Dieser Satz trifft einen. Letztes Jahr sagte ihn ein älterer Herr zu mir, während er in unserem Geschäft stand. Ich reagierte reflexartig: “Sagen Sie so etwas nicht!” – Worauf er mich ruhig ansah und fragte: “Wissen Sie denn, wie alt ich bin?”

Ich schaute ihn an, verglich ihn im Kopf mit Menschen in ähnlichem Alter und wagte eine Schätzung: zwischen 75 und 80. Er lächelte. “Ich werde nächste Woche 100. Und diese Hosen brauche ich für meine Geburtstagsfeier.”

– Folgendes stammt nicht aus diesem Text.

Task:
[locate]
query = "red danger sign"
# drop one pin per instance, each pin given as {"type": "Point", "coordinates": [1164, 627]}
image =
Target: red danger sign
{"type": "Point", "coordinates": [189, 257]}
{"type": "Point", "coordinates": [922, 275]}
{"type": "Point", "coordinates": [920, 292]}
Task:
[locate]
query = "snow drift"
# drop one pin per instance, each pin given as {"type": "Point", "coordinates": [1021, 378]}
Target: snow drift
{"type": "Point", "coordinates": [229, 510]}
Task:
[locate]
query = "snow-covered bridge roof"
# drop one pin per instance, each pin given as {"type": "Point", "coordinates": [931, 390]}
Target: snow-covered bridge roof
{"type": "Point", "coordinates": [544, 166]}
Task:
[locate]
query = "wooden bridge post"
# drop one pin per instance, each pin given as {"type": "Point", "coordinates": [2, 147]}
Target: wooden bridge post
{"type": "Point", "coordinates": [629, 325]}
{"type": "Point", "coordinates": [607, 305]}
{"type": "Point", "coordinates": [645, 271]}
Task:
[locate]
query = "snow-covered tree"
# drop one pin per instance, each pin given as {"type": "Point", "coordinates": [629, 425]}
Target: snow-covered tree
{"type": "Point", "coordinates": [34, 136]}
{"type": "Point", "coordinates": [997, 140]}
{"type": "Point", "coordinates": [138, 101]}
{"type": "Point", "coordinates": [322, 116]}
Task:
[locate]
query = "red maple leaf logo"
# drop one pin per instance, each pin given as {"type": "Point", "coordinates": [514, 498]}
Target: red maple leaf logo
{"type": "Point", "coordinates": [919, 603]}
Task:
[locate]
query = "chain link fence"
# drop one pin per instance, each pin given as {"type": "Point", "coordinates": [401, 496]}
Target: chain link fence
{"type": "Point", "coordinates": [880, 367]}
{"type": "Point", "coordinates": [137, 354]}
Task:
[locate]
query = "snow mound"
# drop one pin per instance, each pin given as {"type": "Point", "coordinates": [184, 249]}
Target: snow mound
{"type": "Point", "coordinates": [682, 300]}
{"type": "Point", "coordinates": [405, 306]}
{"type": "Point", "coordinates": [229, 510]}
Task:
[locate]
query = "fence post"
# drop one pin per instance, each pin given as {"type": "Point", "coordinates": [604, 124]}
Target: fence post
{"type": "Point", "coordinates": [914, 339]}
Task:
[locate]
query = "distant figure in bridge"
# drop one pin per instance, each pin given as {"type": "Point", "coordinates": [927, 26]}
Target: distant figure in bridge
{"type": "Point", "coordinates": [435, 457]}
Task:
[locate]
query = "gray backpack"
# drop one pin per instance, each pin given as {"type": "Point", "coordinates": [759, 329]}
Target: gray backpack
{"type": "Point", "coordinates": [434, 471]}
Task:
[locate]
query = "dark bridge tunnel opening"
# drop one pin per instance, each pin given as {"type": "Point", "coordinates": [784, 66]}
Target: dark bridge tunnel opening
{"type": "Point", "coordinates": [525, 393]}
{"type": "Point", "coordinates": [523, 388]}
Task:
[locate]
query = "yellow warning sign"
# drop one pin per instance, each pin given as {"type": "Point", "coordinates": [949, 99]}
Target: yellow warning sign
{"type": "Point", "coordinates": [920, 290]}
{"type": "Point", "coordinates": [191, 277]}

Als ich zum Garderobenvorhang ging, um ihm behilflich zu sein, war er bereits fertig angezogen. Er brauche keine Hilfe, meinte er bestimmt. Er lebe schliesslich noch alleine in seinem Häuschen. Seine Tochter – sicher bereits um die 70 – erzählte mir unterdessen, dass ihr Vater noch selbständig nach Luzern fahre und auf die Rigi reise, wann immer er Lust dazu habe.

Ein Mensch, der mit 99 Jahren noch so durchs Leben geht. Das hat mich beeindruckt. Zwei, drei Monate später kam seine Tochter wieder vorbei. Sie erzählte mir, ihr Vater sei kurz nach dem Geburtstag friedlich eingeschlafen. Es waren wirklich seine letzten Hosen.

Ich denke manchmal an diesen Moment zurück. An seine Würde, seine Selbständigkeit, seinen trockenen Humor. Und daran, dass wir in unserem kleinen Geschäft manchmal mehr als nur Kleider verkaufen – manchmal begleiten wir Menschen in besonderen Momenten ihres Lebens.

Irgendwie traurig. Und irgendwie sehr schön.